Amanda Berry Smith was an evangelist, missionary, and founder of an orphanage for African American children.  Amanda was born into slavery in 1837 in Long Green, Maryland, to parents Samuel and Miriam, who were held on adjacent farms. Eventually, her father was able to work for wages at night to purchase freedom for himself and his family.  Amanda attempted to pursue formal education but could not because a school was not available or it was extremely difficult for an African American child to get a proper education in a white school. At thirteen, Amanda left home to work as a live-in domestic and began attending a Methodist church.  In 1854, she married Calvin Devine and gave birth to a daughter, Mazie. Calvin enlisted in the Union Army but never returned home.  In 1855, Amanda was severely ill and dreamed that she was preaching at a camp meeting. When she recovered, she was converted. In 1865, Amanda Berry married James Smith with the dream of becoming a minister’s wife to be able to pursue her dream. Unfortunately, James never became a minister. After his passing, Amanda began to preach and sing at holiness camp meetings and became very popular for both of these talents. In 1878, Amanda Berry Smith traveled to preach in Great Britain, India, and Liberia for eight years. Her time in Africa was particularly difficult, specifically due to illness. When she returned to the U.S. in 1899, she pursued her long-time dream of educating African American children by founding the Amanda Smith Orphanage and Industrial Home for Abandoned and Destitute Colored Children in Illinois.
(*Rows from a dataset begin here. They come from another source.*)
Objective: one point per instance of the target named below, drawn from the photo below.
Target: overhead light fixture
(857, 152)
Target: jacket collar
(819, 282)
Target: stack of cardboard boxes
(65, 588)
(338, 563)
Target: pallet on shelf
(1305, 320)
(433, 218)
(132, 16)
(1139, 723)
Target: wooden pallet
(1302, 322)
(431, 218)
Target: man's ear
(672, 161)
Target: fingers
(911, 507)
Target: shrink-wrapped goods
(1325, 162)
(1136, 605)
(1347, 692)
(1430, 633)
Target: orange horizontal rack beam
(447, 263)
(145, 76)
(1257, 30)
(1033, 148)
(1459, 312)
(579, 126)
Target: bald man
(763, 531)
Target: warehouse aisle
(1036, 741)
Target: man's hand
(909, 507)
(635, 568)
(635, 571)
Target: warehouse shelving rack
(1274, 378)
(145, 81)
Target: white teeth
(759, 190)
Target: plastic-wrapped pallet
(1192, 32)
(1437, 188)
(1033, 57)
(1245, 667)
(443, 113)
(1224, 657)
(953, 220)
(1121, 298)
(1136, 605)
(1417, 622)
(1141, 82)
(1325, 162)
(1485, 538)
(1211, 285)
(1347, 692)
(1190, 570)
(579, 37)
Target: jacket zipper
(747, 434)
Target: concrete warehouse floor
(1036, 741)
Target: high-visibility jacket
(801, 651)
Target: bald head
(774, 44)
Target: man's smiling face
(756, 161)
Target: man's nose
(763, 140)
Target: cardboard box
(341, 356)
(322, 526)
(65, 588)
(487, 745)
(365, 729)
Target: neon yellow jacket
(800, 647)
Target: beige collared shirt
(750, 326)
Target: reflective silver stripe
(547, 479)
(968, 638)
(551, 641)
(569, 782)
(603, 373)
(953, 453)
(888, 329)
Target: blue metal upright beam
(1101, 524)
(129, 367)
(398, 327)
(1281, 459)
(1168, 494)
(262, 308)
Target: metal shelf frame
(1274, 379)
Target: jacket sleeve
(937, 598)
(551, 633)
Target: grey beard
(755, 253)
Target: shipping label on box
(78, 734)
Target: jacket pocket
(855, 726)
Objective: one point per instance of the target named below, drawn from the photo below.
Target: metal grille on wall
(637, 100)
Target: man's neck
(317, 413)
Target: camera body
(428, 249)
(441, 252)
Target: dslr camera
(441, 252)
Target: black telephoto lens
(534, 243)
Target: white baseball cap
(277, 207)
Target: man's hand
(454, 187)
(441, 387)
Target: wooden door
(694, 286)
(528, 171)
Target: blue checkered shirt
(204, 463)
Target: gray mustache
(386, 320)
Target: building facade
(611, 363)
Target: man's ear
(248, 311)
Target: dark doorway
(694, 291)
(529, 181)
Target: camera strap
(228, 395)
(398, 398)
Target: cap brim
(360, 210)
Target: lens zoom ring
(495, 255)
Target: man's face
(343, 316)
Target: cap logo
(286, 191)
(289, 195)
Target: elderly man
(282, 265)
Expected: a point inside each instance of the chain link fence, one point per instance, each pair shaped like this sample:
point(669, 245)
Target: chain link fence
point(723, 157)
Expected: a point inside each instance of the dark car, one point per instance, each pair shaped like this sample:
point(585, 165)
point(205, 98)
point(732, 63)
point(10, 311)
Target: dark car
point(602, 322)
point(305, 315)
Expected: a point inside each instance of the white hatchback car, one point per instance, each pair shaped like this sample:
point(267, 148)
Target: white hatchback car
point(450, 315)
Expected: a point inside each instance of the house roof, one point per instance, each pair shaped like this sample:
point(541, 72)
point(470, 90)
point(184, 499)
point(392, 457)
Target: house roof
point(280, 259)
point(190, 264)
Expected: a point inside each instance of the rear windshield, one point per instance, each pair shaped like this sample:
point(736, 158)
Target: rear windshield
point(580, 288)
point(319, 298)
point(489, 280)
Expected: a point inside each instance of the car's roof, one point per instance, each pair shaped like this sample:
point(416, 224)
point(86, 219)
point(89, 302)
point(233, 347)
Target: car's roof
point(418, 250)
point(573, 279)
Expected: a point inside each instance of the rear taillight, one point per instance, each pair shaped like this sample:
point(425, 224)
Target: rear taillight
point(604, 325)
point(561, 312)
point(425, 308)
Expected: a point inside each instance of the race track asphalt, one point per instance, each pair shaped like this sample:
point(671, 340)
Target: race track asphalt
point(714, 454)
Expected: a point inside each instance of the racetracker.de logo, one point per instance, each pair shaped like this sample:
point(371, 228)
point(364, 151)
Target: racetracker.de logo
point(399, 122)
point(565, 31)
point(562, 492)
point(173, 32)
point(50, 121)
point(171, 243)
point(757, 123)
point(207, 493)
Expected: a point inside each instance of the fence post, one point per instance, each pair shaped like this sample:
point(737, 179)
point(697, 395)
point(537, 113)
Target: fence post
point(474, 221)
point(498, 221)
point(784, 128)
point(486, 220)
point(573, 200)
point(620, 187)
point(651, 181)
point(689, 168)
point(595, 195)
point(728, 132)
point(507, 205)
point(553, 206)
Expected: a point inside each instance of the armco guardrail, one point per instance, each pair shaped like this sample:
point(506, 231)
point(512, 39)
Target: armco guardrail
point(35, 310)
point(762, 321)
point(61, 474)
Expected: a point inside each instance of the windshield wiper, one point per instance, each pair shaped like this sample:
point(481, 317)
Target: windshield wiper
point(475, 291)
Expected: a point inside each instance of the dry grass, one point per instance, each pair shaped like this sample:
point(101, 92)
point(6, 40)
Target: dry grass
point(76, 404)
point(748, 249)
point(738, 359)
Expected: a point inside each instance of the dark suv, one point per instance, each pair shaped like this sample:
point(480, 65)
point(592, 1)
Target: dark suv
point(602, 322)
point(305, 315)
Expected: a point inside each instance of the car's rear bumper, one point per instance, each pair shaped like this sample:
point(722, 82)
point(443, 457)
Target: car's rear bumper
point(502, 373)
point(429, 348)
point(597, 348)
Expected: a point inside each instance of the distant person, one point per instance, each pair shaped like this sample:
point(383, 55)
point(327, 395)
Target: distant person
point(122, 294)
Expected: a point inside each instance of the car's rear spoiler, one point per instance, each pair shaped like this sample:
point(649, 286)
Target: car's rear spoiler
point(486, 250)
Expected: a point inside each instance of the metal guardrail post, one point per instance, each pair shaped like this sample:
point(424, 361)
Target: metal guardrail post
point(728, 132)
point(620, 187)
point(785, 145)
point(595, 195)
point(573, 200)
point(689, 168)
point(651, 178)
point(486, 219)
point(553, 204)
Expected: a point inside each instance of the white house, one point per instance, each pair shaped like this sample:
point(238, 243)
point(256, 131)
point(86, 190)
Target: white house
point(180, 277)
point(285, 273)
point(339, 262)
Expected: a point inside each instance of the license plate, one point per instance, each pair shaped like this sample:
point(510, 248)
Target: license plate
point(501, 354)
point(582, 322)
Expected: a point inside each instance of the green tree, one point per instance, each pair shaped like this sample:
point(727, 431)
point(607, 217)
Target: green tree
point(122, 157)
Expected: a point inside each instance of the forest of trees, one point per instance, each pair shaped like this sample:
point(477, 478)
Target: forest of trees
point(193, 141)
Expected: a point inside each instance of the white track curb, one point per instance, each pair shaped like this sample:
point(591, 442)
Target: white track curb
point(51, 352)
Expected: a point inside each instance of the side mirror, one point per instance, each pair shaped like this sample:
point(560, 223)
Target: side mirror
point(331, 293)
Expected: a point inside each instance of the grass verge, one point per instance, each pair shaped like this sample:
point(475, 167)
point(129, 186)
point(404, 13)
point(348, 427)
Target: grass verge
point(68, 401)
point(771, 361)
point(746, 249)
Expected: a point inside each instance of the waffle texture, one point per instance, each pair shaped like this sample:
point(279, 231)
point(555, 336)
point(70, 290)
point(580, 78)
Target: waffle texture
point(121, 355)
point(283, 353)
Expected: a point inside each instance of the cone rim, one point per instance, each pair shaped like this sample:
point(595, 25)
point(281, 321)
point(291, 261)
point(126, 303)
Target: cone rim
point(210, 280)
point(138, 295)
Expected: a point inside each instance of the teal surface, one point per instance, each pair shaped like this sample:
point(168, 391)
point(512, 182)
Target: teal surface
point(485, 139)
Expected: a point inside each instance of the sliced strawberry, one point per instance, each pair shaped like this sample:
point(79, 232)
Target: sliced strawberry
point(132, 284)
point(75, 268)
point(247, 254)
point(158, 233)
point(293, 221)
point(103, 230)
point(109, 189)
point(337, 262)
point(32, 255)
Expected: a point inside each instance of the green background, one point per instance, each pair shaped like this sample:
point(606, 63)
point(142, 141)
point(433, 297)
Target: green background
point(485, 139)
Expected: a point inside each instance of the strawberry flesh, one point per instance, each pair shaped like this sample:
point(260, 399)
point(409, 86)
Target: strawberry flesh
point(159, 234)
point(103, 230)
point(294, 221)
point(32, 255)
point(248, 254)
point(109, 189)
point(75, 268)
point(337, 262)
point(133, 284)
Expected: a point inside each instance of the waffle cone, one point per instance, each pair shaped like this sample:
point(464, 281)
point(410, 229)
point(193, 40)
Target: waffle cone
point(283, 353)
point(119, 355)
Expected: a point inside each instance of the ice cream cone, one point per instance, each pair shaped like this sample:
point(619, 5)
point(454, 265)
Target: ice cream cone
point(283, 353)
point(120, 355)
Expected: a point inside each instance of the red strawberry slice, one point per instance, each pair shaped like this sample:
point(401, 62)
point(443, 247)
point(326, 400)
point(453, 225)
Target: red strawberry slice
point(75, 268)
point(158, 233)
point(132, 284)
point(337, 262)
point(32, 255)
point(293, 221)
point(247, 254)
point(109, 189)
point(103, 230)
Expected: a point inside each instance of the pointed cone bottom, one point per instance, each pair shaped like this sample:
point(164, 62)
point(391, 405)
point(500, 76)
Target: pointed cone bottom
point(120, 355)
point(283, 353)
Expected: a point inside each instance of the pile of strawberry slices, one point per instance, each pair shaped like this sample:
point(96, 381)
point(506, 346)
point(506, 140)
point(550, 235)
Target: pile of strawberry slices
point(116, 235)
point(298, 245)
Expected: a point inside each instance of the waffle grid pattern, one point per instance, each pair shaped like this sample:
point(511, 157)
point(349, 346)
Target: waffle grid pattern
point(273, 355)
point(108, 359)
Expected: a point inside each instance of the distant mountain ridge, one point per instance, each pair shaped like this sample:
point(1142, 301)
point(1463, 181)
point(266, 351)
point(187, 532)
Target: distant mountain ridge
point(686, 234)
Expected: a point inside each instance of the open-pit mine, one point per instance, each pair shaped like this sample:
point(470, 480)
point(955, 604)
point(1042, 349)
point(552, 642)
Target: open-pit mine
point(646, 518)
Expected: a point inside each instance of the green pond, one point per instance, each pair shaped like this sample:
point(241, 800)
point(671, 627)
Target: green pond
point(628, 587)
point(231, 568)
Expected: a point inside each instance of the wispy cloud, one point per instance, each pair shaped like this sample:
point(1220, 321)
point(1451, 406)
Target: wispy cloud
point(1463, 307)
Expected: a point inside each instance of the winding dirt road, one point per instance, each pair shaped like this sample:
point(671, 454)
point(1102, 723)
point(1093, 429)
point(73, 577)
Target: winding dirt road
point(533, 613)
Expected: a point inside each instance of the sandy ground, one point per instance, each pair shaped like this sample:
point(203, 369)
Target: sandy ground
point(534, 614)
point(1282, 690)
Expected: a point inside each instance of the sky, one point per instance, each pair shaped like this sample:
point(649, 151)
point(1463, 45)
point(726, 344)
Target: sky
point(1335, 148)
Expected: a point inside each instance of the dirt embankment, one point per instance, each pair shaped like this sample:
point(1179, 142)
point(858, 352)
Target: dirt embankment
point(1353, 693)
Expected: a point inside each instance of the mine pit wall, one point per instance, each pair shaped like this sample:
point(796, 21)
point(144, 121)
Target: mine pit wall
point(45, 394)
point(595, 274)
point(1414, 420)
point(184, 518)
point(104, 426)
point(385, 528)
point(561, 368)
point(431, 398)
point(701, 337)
In Topeka, Kansas, an African American newspaper editor, Nick Chiles, announced his candidacy for the United States Senate. Although a black person had not occupied a Senate seat in over 40 years—and would again for 40 more years— Chiles had grown frustrated with Kansas’ current senator’s unwillingness to fight for the voting rights of black people. Chiles’ campaign platform included eight factors, most of them focused on ending segregationist control of the government, re-enfranchising African Americans, and guaranteeing all workers a living wage. It also included a factor that showed the foundation for his claims: “The Holy Bible for my Guide.” However, the Chiles had set up shop in Topeka, Kansas, and he was best known for engaging in one of the greatest evils a late 19th-century Protestant could imagine: the liquor trade. By the 1890s, white newspapers in Topeka were ablaze with complaints of the “notorious negro joints” who was “never punished for the crime.” Chiles later established a more positive reputation through various measures, including voicing his religious perspectives. He joined Topeka’s St. John AME congregation in 1910. While Chiles was a complex figure who “could pose on four sides of everyone question, and come out unscathed,” there was at least one consistent theme and common ground with opposition in Chiles’s lifelong anti-racism activism: belief in Christ and the pursuit of Christian principles.